Hacker News new | ask | show | jobs
by lyxsus1 2532 days ago
> scraper goes on to use that information in ways that are for the commercial benefit of the scraper and usually to the detriment of the site owner

Yes, and they extract that benefit because in the process they add a value to that information for end-user.

> Am I missing some other fundamental right that applies here?

Yes. When it's not prohibited by law, it's allowed.

2 comments

When it's not prohibited by law, it's allowed.

Frankly, I'm glad I don't live in your community.

I just got back from grocery shopping. Before I went in, I stomped off some mud I had on my feet.
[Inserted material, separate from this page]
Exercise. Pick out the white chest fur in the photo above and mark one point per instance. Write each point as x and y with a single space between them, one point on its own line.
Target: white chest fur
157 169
As I walked down the aisles, I accidentally knocked a bag of something off a shelf, so I turned around, picked it up, and returned it to its proper spot. When I got to the ice cream coolers, I first looked through the glass to decide what I wanted, and only opened the freezer door when I'd made my selection, sealing the door again once I was done.

There aren't any laws forcing me to do those things. But I'm happy to do them, because (a) when we all cooperate in this manner, it makes life better for all of us; and (b) the additional costs of cleaning and shrinkage would make the groceries more expensive for us if we didn't do it.

Have you ever been to a part of the world that doesn't have the same kind of "high trust" environment that most of us in the West enjoy? For example, in America we can safely assume that at a bus stop, people will of their own accord form up an orderly line when the bus comes, each person waiting their turn. My experience in some other nations is that people will swarm around the bus door, each jockeying to be the next one in. There aren't any laws forcing people to act as they do here, but I think we're all better off with the societal norm that drives people to do it our way.

Oh hey, I got where you were mistaken! :)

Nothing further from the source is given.